According to the Washington Times, the parents of Muslim children in the Montgomery County School District argued that religous holidays were not being observed equall, because school was not closed in observance of Muslim holidays but was closed for Christian or Jewish holidays.

 Photo: MyFoxDC.com
Photo: MyFoxDC.com

According to the Times, Muslim community leaders complained that the Eid al-Adha holiday was not getting equal recognition on next year’s school calendar with the Jewish holiday of Yom Kippur, both of which will fall on Sept. 23, 2015.

The Times reported that Superintendent Joshua P. Starr responded by recommending that the board adopt a plan that removed calendar references to Yom Kippur and another Jewish holiday, Rosh Hashanah, which would have dealt with the specific complaint at issue.

The board went further, though, voting 7-1 to remove references to all religious holidays.

This may be a hollow victory for the Muslim parents because despite the absence of religious holidays on the calendar, schools still will be closed and students will still get vacation days for the Christian and Jewish holidays — just without the religious reference — while school will remain open for most Muslim holidays.

The Associated Press reports that Muslim leaders are not pleased with the result.
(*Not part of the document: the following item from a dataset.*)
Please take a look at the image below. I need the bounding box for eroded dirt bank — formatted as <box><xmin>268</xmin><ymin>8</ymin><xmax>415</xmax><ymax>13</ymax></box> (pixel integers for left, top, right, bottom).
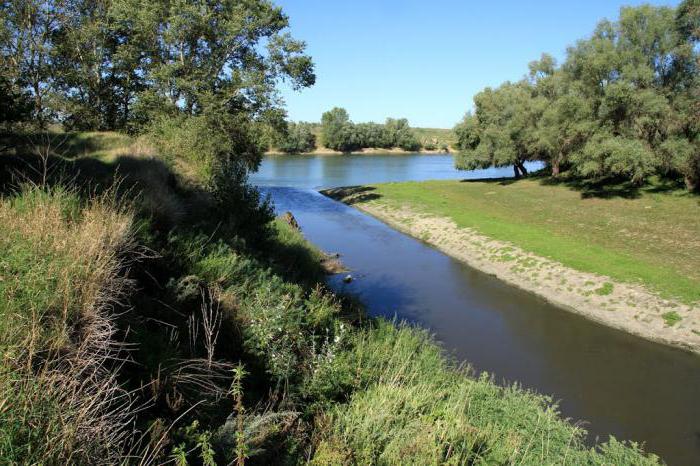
<box><xmin>323</xmin><ymin>186</ymin><xmax>700</xmax><ymax>355</ymax></box>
They didn’t want religious labels removed from the other holidays, just for Muslim students to have their own holiday recognized.

Last year, Muslim parents, working with the Maryland chapter of the Council on American Islamic Relations, unsuccessfully petitioned the school system to cancel classes on the Islamic holidays of Eid al-Fitr and Eid al-Adha.

Officials declined to close the district’s roughly 200 schools on the holidays, noting that the absentee rate was not high enough among students or staff to warrant it. The district does offer excused absences for students on religious holidays that fall on school days and encourages teachers to plan tests and other activities around them.

Confirming that no-one is happy, the issue recieved wide media attention.

“By stripping the names Christmas, Easter, Rosh Hashanah and Yom Kippur, they have alienated other communities now, and we are no closer to equality,” Saqib Ali, a former Maryland state delegate and co-chair of the Equality for Eid Coalition, told the Washington Post. “It’s a pretty drastic step, and they did it without any public notification.”

Question for the Montgomery County School Board: Now that nobody is happy, is everyone happy?